Vietnam’s experience with solar manufacturing underscores the importance of strategic policies to ensure that foreign clean‑tech investments lead to sustainable industrial capacity rather than mere assembly hubs, with lessons for emerging economies worldwide.
Vietnam’s experience with solar manufacturing offers a cautionary example for emerging economies seeking to translate incoming clean‑tech capital into lasting industrial capacity. Despite a rapid expansion of renewable deployment, locally owned panel production remains almost non‑existent: IREX is the sole Vietnamese‑owned module manufacturer and roughly 90% of equipment for renewable projects is sourced from abroad. According to Net Zero Industrial Policy Lab’s recent analysis, Chinese clean‑tech investment overseas has been vast , an estimated US$227–250 billion across 461 projects since 2011 , with about 88% of that capital flowing after 2022. That wave is reshaping supply chains globally, but not all host countries are capturing deep, durable benefits.
For Vietnam the policy response has taken several forms. Government measures now aim to reward foreign investors who commit to transferring technology and building local capabilities; one recent decree provides a bid bonus for projects that include such commitments and links preferential land‑use allocations to technology transfer pledges. Decree changes introducing and clarifying direct power purchase agreements and rooftop and large‑scale trading mechanisms are also intended to strengthen the commercial foundations for domestic deployment and investment. These reforms could make it easier for developers and industrial manufacturers to link upstream production with downstream offtake, a critical alignment for industrialisation. According to Vietnam Briefing and policy analyses, additional incentives for certified high‑tech projects , including preferential corporate tax treatment and import duty relief for non‑available inputs , are designed to lower the cost of establishing manufacturing footholds.

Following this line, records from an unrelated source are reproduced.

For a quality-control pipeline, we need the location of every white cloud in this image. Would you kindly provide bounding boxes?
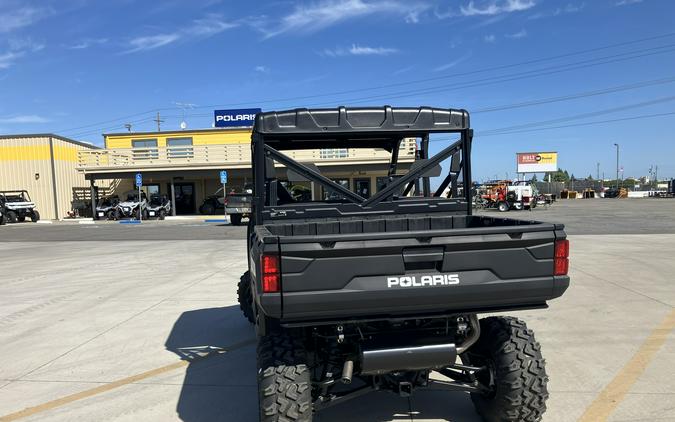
[254,0,429,38]
[528,3,586,19]
[0,114,51,124]
[124,14,239,53]
[433,53,471,72]
[0,38,45,69]
[459,0,536,16]
[614,0,643,6]
[506,28,527,40]
[0,5,52,33]
[126,33,180,53]
[320,44,398,57]
[66,38,109,50]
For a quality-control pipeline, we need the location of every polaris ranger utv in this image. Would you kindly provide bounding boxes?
[0,190,40,223]
[238,106,569,422]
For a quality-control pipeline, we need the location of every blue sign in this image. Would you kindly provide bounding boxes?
[213,108,262,127]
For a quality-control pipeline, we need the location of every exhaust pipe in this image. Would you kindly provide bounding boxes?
[362,343,457,375]
[342,360,354,384]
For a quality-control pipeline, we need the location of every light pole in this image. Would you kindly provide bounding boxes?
[614,144,619,189]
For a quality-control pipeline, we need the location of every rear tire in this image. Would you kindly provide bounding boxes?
[258,332,312,422]
[7,211,18,224]
[462,317,548,422]
[237,271,255,324]
[230,214,241,226]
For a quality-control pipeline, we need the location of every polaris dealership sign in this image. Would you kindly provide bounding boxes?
[213,108,262,127]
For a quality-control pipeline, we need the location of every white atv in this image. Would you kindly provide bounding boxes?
[94,195,120,220]
[508,180,538,210]
[115,190,148,220]
[148,195,171,220]
[0,190,40,223]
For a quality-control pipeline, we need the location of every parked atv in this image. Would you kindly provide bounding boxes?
[94,195,120,220]
[115,190,148,220]
[148,195,171,220]
[0,190,40,223]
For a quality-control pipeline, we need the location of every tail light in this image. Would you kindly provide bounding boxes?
[553,240,570,275]
[262,255,280,293]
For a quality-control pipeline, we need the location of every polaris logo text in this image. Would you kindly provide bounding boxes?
[216,114,255,122]
[387,274,459,289]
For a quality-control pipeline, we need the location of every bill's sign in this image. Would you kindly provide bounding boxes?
[213,108,261,127]
[516,152,558,173]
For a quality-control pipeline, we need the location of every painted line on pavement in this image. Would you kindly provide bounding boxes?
[579,309,675,422]
[0,339,257,422]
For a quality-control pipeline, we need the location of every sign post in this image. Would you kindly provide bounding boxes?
[136,173,143,221]
[220,170,227,217]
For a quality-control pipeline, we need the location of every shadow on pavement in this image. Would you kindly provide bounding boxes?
[165,305,481,422]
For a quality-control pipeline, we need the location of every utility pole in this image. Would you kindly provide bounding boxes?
[614,144,619,189]
[595,163,600,180]
[154,111,164,132]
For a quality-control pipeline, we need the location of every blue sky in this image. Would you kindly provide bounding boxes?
[0,0,675,179]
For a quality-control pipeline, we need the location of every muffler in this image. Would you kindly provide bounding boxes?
[361,343,457,375]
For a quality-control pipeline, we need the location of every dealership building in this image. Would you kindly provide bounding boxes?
[0,110,417,219]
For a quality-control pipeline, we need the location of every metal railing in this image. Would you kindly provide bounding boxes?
[77,139,416,171]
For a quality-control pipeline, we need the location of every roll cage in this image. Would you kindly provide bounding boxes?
[251,106,473,222]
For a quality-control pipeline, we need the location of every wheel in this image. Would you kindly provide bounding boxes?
[258,332,312,422]
[237,271,255,324]
[7,211,18,223]
[462,317,548,422]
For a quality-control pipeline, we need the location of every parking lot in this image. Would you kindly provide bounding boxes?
[0,199,675,422]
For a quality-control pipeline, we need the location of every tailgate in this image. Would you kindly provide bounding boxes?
[279,226,569,320]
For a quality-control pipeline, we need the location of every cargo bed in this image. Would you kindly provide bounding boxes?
[255,214,569,323]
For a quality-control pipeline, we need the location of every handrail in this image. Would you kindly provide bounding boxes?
[77,139,415,170]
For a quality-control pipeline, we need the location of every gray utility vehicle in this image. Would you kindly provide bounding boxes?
[0,190,40,223]
[238,107,569,421]
[225,185,253,226]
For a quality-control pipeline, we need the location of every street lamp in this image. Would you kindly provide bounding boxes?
[614,144,619,189]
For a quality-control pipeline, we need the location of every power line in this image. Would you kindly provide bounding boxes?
[482,96,675,135]
[58,32,675,133]
[476,111,675,136]
[308,44,675,107]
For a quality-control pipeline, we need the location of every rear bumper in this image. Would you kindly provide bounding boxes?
[260,276,570,321]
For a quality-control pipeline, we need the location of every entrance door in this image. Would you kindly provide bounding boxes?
[354,178,370,198]
[167,182,196,215]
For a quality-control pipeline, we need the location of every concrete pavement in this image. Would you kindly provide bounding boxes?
[0,232,675,422]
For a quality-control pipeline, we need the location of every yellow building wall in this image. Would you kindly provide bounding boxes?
[105,130,251,149]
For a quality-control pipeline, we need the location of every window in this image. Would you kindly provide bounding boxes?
[319,148,349,160]
[323,179,349,201]
[131,139,159,160]
[166,138,194,158]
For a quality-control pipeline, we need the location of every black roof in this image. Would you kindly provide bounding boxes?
[253,106,469,137]
[0,133,101,149]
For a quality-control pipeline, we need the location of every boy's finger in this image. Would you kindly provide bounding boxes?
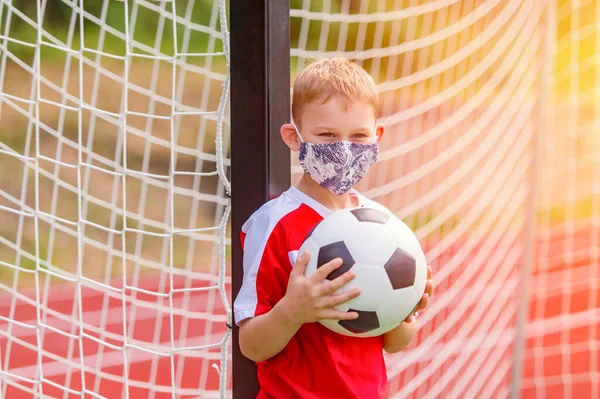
[425,280,433,296]
[327,288,360,308]
[417,293,429,310]
[310,258,344,283]
[292,250,310,275]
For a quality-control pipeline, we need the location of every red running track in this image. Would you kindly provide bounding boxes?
[0,225,600,399]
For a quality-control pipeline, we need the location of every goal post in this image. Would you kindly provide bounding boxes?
[230,0,291,399]
[0,0,600,399]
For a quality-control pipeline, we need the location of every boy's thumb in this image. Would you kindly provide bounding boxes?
[294,251,310,274]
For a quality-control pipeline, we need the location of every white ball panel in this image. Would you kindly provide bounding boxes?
[338,222,397,265]
[377,287,418,328]
[310,211,358,247]
[298,236,319,277]
[413,252,427,299]
[336,264,393,311]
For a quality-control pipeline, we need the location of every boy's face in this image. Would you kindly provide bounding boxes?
[281,96,384,151]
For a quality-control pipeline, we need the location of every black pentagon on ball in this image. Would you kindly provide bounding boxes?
[350,208,390,224]
[317,241,354,280]
[338,309,379,334]
[384,248,417,290]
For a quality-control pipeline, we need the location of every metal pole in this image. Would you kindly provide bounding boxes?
[230,0,290,399]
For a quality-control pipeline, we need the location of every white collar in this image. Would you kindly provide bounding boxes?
[286,186,364,217]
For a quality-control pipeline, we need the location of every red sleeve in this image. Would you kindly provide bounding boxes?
[254,223,292,316]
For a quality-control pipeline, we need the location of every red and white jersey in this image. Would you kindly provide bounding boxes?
[234,187,387,399]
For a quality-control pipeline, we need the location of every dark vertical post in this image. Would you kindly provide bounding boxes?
[229,0,290,399]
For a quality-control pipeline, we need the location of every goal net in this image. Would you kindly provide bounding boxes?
[0,0,600,398]
[0,0,230,398]
[291,0,600,398]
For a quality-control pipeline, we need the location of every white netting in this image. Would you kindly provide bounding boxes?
[0,0,230,398]
[291,0,600,398]
[0,0,600,398]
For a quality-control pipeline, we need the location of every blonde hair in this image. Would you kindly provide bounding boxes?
[292,57,379,123]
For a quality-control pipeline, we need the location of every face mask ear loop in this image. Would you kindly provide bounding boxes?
[292,123,304,143]
[373,123,379,144]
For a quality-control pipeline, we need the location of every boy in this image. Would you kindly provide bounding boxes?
[234,58,433,399]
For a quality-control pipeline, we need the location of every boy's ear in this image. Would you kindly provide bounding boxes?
[375,123,385,143]
[279,123,301,151]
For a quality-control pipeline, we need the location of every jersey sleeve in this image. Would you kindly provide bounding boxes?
[234,209,291,325]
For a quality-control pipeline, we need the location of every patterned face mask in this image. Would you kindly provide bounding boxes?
[294,125,379,195]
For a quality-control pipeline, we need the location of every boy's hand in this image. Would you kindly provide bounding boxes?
[404,266,433,323]
[280,251,360,325]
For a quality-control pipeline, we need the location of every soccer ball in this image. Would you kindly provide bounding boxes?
[299,207,427,337]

Yet policy incentives alone have not guaranteed local upgrading. Where Chinese firms establish export‑oriented hubs or adopt asset‑light approaches , licensing technology, contracting out production, or supplying turnkey components without deep local integration , host economies risk becoming assembly sites rather than breeding grounds for higher‑value activity. The broader trend in Chinese overseas activity is moving toward less capital‑intensive arrangements such as licensing and contract manufacturing, which can accelerate deployment while limiting the transfer of managerial know‑how, specialised supply chains and R&D capacity. Industry examples already demonstrate both outcomes: in some cases technology licences and joint ventures have included explicit training and supplier development plans; in others, limited local content and rapid export orientation have left domestic suppliers marginalised.
That divergence points to practical levers governments can use to hardwire benefits. Policymakers should make market access conditional on clear, measurable commitments: binding local content trajectories, supplier development funds, time‑bound technology transfer milestones, and transparent reporting on workforce training and environmental resource reuse. Public procurement and access to land or fiscal incentives can be staged so that privilege is granted only as investors meet verifiable upgrading benchmarks. Linking upstream manufacturing incentives to guaranteed downstream deployment , for example by prioritising factories that supply projects under direct power purchase agreements or domestic tenders , strengthens the local value chain and reduces the risk that production is oriented solely toward third‑country exports.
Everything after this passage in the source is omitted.